Veillonella parvula outer membrane vesicles increase ICAM-1(+) neutrophils exhibiting elevated NET formation via ROS-PAD4 signaling.

BACKGROUND: Veillonella parvula (V. parvula), as an anaerobic Gram-negative coccus, produces outer membrane vesicles (OMVs) to promote bacterial colonization and periodontitis progress. Neutrophils are the first immune cells during bacterial stimulation, while neutrophil extracellular traps (NETs) are the early triggers in the progress of periodontitis. However, the interactions between neutrophils and V. parvula are still unknown. Therefore, this study investigated the effects and underlying mechanisms of V. parvula OMVs on neutrophils. METHODS: Neutrophil migration, apoptosis, and phagocytosis and reactive oxygen species (ROS) production were assessed following stimulation with V. parvula OMVs. The differential gene expression in neutrophils was characterized using RNA sequencing. The correlation between intercellular adhesion molecule 1 (ICAM-1) expression and NET formation was verified through flow cytometry and immunofluorescence.

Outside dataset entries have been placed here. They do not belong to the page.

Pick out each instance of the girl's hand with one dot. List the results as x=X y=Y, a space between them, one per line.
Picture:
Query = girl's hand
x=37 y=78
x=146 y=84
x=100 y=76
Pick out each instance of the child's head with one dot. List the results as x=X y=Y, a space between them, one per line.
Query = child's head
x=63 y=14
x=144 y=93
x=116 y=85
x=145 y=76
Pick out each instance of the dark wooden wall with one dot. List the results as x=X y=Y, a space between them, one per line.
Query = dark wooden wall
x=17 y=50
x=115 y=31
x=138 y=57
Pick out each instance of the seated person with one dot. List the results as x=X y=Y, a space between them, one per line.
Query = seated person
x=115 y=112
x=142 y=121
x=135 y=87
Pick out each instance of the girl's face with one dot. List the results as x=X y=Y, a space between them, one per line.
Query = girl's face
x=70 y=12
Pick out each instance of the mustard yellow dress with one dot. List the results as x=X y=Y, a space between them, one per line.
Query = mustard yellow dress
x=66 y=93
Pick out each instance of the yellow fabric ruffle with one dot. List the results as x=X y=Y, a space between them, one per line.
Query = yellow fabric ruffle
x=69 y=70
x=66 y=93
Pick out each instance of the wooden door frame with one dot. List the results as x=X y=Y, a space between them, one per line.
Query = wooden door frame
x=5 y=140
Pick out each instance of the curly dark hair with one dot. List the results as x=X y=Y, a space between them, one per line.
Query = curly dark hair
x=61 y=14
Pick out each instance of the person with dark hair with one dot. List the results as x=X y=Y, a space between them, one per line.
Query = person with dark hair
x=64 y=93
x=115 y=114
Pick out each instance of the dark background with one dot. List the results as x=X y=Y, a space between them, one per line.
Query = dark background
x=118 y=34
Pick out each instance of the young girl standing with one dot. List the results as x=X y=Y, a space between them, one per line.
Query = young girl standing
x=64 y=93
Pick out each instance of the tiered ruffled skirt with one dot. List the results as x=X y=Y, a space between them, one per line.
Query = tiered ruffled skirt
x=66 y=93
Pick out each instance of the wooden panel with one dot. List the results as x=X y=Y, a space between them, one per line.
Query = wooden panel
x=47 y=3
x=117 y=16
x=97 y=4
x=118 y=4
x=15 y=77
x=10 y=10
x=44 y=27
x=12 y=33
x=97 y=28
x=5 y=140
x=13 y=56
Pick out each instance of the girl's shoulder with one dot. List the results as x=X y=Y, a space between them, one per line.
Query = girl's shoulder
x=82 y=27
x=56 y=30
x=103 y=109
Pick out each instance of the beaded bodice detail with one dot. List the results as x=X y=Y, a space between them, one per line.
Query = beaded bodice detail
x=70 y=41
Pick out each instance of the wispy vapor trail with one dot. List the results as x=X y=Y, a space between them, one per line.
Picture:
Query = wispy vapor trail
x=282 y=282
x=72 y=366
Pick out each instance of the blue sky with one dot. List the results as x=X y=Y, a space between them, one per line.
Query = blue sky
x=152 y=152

The NET formation-associated components, including cell-free DNA, neutrophil elastase, myeloperoxidase, and the PAD4 expression were analyzed. The frequencies of the ICAM-1(+) neutrophils and NET formation were evaluated in neutrophils pretreated with CYBB or PAD4 inhibitors. RESULTS: Neutrophils exhibited robust migration, increased apoptosis, and ROS production following exposure to V. parvula OMVs. No significant differences were observed in neutrophil phagocytosis. RNA sequencing analysis revealed a significant increase in the expression of Icam-1 mRNA. And higher ICAM-1(+) neutrophils in the V. parvula OMVs group enhanced the levels of NET formation via activation of ROS-PAD4 signaling pathway. CONCLUSIONS: V. parvula OMVs were initially found to increase the population of ICAM-1(+) neutrophils, which subsequently exhibited elevated NET formation via the ROS-PAD4 signaling pathway. This study elucidates a novel pathogenic mechanism of V. parvula OMVs and highlights the potential of targeting ICAM-1(+) neutrophils as a therapeutic approach for chronic periodontitis.